Code accompanying the ACL 2023 publication "A Fast Algorithm for Computing Prefix Probabilities".
This repository contains implementations for parsing weighted context free grammars (WCFGs) in chomsky normal form (CNF).
A context-free grammar is in CNF if the all the rules are in one of the following forms:
S -> ε
X -> Y Z
X -> a
Where S is the distinguished start non-terminal, X, Y, and Z are non-terminals, and a is a terminal.

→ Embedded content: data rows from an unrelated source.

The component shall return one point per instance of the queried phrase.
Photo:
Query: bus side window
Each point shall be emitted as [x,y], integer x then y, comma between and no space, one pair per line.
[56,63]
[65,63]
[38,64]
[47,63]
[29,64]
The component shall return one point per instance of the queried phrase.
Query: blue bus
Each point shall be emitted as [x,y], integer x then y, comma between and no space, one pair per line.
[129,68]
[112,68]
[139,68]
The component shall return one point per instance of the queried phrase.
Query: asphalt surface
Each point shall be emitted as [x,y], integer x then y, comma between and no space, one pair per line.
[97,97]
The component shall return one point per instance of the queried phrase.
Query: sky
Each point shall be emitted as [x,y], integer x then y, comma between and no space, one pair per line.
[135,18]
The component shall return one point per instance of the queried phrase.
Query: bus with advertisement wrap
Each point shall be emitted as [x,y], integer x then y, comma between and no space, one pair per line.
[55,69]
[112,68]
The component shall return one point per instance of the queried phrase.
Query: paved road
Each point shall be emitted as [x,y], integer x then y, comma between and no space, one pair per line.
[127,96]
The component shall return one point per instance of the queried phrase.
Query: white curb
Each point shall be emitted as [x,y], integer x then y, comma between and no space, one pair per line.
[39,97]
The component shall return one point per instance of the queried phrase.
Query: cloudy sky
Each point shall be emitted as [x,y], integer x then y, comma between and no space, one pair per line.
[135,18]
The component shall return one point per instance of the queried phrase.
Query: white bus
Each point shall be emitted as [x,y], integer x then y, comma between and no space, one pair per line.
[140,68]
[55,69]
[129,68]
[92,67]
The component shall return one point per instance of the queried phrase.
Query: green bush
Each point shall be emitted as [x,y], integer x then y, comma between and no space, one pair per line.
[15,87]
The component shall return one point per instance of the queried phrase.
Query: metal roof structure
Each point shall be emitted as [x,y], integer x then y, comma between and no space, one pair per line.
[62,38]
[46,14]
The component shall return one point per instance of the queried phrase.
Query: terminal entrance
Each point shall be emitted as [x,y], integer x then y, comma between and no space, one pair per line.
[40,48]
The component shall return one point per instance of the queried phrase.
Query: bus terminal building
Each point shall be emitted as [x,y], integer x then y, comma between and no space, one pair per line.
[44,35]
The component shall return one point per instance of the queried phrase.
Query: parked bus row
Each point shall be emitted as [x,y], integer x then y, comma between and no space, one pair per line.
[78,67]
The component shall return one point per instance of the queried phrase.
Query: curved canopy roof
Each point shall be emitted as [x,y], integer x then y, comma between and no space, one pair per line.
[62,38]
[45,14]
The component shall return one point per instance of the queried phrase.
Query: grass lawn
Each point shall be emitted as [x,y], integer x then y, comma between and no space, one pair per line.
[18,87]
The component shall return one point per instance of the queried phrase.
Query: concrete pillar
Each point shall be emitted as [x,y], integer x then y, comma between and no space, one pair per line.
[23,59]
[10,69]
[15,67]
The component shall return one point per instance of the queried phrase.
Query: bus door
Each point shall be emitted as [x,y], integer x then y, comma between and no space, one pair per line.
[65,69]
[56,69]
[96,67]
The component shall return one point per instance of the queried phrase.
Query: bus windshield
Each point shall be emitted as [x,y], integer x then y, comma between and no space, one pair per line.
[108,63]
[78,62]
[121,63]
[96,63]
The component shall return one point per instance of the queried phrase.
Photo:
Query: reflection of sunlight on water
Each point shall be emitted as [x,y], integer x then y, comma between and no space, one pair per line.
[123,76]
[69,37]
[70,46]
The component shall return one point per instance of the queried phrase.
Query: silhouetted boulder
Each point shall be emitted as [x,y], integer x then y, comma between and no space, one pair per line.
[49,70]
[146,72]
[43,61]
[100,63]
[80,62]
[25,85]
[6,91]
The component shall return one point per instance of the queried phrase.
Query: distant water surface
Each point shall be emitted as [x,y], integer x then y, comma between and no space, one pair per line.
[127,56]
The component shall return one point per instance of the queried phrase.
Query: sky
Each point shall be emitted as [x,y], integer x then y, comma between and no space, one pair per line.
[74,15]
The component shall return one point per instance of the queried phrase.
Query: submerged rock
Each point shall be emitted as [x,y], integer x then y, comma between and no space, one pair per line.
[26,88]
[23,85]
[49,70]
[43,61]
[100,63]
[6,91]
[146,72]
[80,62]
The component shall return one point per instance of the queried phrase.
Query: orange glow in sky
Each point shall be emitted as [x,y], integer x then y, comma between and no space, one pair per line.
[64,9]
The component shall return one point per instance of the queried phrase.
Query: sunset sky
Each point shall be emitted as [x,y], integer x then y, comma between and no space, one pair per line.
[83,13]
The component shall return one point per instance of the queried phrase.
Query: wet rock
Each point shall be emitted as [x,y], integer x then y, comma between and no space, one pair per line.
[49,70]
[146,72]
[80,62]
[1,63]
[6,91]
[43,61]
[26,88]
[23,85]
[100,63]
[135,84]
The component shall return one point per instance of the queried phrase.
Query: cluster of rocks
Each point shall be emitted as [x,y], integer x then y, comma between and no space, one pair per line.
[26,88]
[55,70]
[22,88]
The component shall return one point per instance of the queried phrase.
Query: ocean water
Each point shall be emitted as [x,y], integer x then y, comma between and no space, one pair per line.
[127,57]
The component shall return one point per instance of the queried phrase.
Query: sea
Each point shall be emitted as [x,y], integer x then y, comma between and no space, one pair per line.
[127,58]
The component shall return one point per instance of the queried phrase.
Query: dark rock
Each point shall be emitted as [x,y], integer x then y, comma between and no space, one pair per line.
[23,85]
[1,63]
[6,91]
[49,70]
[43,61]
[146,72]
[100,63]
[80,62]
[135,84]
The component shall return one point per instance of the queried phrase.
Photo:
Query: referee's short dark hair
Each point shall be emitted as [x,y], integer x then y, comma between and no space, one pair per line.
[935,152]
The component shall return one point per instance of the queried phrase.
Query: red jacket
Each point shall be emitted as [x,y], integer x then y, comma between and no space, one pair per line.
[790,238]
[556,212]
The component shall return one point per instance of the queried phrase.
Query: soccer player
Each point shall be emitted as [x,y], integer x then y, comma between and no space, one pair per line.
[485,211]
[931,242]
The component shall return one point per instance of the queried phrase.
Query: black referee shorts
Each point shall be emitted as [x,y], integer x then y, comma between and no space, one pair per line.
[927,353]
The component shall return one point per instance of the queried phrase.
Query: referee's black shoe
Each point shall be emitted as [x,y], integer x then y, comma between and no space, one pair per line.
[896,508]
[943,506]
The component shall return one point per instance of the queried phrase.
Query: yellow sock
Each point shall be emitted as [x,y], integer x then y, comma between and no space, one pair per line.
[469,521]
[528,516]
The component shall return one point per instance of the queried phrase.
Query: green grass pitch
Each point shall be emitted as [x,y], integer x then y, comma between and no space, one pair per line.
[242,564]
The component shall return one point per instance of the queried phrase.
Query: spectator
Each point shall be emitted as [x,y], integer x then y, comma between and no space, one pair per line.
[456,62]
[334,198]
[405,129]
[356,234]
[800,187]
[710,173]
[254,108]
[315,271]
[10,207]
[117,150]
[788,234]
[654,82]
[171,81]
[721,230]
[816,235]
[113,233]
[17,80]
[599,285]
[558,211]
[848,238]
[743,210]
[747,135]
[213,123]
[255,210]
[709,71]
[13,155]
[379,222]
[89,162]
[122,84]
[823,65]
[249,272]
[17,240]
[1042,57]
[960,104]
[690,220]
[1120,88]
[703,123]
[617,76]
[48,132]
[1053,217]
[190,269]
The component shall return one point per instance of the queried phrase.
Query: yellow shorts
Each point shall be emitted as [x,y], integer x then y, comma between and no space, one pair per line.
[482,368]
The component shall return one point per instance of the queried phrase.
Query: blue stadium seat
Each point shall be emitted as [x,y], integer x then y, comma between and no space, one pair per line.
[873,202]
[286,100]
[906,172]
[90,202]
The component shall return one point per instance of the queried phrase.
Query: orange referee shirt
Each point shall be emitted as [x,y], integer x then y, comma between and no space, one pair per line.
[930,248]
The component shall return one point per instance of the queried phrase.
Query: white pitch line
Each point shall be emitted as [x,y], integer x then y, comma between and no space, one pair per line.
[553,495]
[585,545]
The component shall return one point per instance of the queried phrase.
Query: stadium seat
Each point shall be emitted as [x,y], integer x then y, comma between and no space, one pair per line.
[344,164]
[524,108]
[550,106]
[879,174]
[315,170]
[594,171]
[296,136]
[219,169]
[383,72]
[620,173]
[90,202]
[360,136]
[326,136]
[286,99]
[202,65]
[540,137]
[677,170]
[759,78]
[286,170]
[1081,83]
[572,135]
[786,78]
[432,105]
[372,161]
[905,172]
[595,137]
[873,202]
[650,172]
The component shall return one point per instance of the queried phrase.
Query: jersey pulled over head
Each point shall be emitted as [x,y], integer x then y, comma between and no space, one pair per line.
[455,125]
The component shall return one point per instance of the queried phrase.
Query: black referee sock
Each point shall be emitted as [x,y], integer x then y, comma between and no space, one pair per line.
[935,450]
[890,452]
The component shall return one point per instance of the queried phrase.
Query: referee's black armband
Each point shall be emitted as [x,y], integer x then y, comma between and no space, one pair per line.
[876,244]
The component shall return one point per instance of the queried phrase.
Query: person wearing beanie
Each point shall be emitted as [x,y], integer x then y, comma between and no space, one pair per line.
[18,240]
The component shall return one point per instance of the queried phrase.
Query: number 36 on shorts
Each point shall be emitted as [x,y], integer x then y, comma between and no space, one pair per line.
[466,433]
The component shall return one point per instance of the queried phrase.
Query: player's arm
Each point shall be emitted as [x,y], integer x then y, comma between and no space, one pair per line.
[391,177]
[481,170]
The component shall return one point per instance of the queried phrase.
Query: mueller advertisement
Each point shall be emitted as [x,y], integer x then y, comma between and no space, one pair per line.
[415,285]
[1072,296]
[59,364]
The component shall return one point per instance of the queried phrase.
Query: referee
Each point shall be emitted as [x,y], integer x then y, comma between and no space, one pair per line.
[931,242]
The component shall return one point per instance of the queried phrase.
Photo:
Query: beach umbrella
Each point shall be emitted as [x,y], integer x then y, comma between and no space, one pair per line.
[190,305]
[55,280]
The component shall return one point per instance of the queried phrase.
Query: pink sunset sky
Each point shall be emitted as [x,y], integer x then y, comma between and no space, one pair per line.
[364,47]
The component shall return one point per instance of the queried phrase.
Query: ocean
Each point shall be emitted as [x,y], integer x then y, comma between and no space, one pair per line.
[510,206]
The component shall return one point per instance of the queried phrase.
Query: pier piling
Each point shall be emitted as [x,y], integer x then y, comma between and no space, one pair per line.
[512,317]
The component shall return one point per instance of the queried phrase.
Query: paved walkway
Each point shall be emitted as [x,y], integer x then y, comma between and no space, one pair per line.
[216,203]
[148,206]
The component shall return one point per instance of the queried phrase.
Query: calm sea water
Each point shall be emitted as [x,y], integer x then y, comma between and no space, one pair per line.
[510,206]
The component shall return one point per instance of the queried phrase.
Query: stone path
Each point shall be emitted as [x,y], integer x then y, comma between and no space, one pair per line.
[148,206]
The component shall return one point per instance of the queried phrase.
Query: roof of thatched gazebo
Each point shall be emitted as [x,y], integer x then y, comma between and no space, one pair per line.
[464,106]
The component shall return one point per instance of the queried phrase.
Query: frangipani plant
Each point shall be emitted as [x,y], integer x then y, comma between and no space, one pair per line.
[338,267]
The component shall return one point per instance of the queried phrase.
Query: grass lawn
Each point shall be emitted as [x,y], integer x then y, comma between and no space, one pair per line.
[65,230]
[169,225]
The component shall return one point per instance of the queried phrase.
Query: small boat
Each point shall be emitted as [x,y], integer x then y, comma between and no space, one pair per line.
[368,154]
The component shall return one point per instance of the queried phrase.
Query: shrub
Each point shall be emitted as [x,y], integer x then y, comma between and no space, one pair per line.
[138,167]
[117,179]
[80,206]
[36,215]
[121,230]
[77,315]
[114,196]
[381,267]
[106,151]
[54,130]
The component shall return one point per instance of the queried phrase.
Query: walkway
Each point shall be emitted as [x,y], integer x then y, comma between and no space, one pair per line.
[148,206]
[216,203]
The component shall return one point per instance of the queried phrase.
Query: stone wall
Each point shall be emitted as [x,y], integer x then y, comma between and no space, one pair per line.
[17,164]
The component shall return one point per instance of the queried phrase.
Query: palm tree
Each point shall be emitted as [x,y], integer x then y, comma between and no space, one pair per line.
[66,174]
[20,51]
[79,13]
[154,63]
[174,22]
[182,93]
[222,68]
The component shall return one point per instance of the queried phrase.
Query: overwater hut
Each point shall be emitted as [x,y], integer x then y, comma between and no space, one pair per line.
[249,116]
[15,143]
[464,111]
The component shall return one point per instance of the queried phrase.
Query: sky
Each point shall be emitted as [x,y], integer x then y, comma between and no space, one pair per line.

The methods can be found under src/parsing/parser.py
implement:
- The CKY algorithm (Kasami, 1965; Younger, 1967; Cocke and Schwartz, 1969) for parsing a string under a WCFG in CNF;
- The LRI algorithm (Jelinek and Lafferty, 1991) for finding the weight of a prefix string under a WCFG in CNF;
- An improved version of the LRI algorithm (Nowak and Cotterell, 2023) using additional memoization.
To start, run:
$ git clone [email protected]:rycolab/prefix-parsing.git
$ cd prefix-parsing
$ pip install -e .
To unit test, run:
pytest .
First, define a weighted context free grammar as follows:
from fastlri.parsing.parser import Parser
from fastlri.base.cfg import CFG
from fastlri.base.nonterminal import NT
from fastlri.base.symbol import Sym
# define the nonterminals of the grammar
NP = NT("NP")
VP = NT("VP")
Det = NT("Det")
N = NT("N")
PP = NT("PP")
V = NT("V")
Adj = NT("Adj")
Adv = NT("Adv")
AdvP = NT("AdvP")
# define the terminals of the grammar
fruit = Sym("fruit")
flies = Sym("flies")
like = Sym("like")
a = Sym("a")
green = Sym("green")
banana = Sym("banana")
# define the rules of the grammar
cfg = CFG()
cfg.add(1, cfg.S, NP, VP)
cfg.add(0.25, NP, Det, N)
cfg.add(0.25, NP, Det, NP)
cfg.add(0.25, NP, N, N)
cfg.add(0.25, NP, Adj, N)
cfg.add(1, VP, V, NP)
cfg.add(1, AdvP, Adv, NP)
cfg.add(0.5, N, fruit)
cfg.add(0.25, N, flies)
cfg.add(0.25, N, banana)
cfg.add(0.5, V, flies)
cfg.add(0.5, V, like)
cfg.add(1, Det, a)
cfg.add(1, Adj, green)
cfg.add(1, Adv, like)
Alternatively, grammars can more easily be defined directly from strings, where non-terminals need to be capitalized or start with an '@', whereas terminals are lower case:
cfg = CFG.from_string("""
1.0: S -> NP VP
0.5: N -> fruit
0.25: N -> flies
0.25: N -> banana
0.5: V -> like
0.5: V -> flies
0.25: NP -> N N
0.25: NP -> Det N
0.25: NP -> Adj N
0.25: NP -> Det NP
1.0: VP -> V NP
1.0: Adj -> green
1.0: Adv -> like
1.0: Det -> a
1.0: AdvP -> Adv NP
""", start = 'S')
Then, create a parser for this CFG:
parser = Parser(cfg)
Now you can parse input strings using CKY:
parser.cky("fruit flies like a green banana")
0.000244140625
Similarly for lri and fast lri:
parser.lri("fruit flies like a green banana")
0.000244140625
parser.lri_fast("fruit flies like a green banana")
0.000244140625
For a prefix that has no rooted parse tree under the CFG, cky will return 0, while lri returns a positive probability:
parser.cky("fruit flies like")
0.0
parser.lri_fast("fruit flies like")
0.015625
It is also possible to get the full dynamic programming chart by setting a flag:
parser.lri_fast("fruit flies", chart=True)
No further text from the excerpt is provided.